W. J. Minkowycz and E. M. Sparrow (Eds), Advances in Numerical Heat Transfer,
vol. 2, Chap. 6, pp. 189-226, Taylor & Francis, New York, 2000.
CHAPTER
SIX
MOLECULAR DYNAMICS METHOD FOR
MICROSCALE HEAT TRANSFER
Shigeo Maruyama
1 INTRODUCTION
Molecular level understandings and treatments have been recognized to be more
and more important in heat and mass transfer research. A new field, “Molecular
Thermophysical Engineering,” has a variety of applications in further
development of macroscopic heat transfer theory and in handling the extreme heat
transfer situations related to advanced technologies.

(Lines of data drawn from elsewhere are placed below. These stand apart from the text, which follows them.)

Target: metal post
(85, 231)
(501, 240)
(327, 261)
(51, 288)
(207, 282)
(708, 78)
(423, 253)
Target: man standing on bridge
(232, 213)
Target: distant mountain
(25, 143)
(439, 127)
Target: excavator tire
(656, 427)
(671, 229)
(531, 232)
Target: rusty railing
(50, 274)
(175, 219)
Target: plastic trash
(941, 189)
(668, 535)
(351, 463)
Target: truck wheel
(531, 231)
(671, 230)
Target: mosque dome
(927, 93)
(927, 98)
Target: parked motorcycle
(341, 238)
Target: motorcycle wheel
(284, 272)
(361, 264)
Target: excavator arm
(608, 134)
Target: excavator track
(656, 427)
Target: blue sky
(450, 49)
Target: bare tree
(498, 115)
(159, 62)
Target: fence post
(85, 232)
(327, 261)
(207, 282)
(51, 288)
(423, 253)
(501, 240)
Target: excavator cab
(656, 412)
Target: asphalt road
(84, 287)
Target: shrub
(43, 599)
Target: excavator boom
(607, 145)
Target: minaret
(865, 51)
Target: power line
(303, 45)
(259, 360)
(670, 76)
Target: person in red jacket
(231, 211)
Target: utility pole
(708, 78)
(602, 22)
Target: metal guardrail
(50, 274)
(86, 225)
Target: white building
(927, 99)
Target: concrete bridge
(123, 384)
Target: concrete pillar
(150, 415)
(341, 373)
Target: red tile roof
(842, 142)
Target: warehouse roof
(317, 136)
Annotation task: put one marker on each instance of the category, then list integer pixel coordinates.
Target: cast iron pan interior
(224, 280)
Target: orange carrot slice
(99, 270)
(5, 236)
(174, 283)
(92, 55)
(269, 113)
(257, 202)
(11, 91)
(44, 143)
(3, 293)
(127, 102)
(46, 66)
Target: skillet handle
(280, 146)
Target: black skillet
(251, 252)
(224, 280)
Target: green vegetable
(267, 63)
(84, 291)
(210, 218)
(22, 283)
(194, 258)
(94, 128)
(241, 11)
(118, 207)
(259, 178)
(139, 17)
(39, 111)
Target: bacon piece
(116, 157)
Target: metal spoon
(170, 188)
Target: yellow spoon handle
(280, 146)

For example, studies of basic mechanisms of heat transfer such as in phase
change heat transfer demand the microscopic understanding of liquid-solid
contact phenomena. The nucleation theory of liquid droplet in vapor or of vapor
bubble in liquid sometimes needs to take account of nuclei in size of molecular
clusters. The efficient heat transfer in three-phase interface (evaporation and
condensation of liquid on the solid surface) becomes the singular problem in the
macroscopic treatment. Some modeling of the heat transfer based on the correct
understandings of molecular level phenomena seems to be necessary. The effect
of the surfactant on the heat and mass transfer through liquid-vapor interface is
also an example of the direct effect of molecular scale phenomena on the
macroscopic problem. The surface treatment of the solid surface has a similar
effect.
Even though there has been much effort of extending our macroscopic
analysis to extremely microscopic conditions in space (micrometer scale and
nanometer scale system), time (microsecond, nanosecond and picosecond
technology), and rate (extremely high heat flux), there is a certain limitation in the
extrapolations. Here, the development of the molecular dynamics (MD) computer
simulation technique has shown the possibility of taking care of such microscale
phenomena from the other direction. The MD methods have long been used and
are well developed as a tool in statistical mechanics and chemistry. However, it is
a new challenge to extend the method to the spatial and temporal scale of
2
macroscopic heat transfer phenomena. On the other hand, by developments of
high energy-flux devices such as laser beam and electron beam, more physically
reasonable treatment of heat transfer is being required. The thin film technology
developed in the semiconductor industry demands the prediction of heat transfer
characteristics of nanometer scale materials.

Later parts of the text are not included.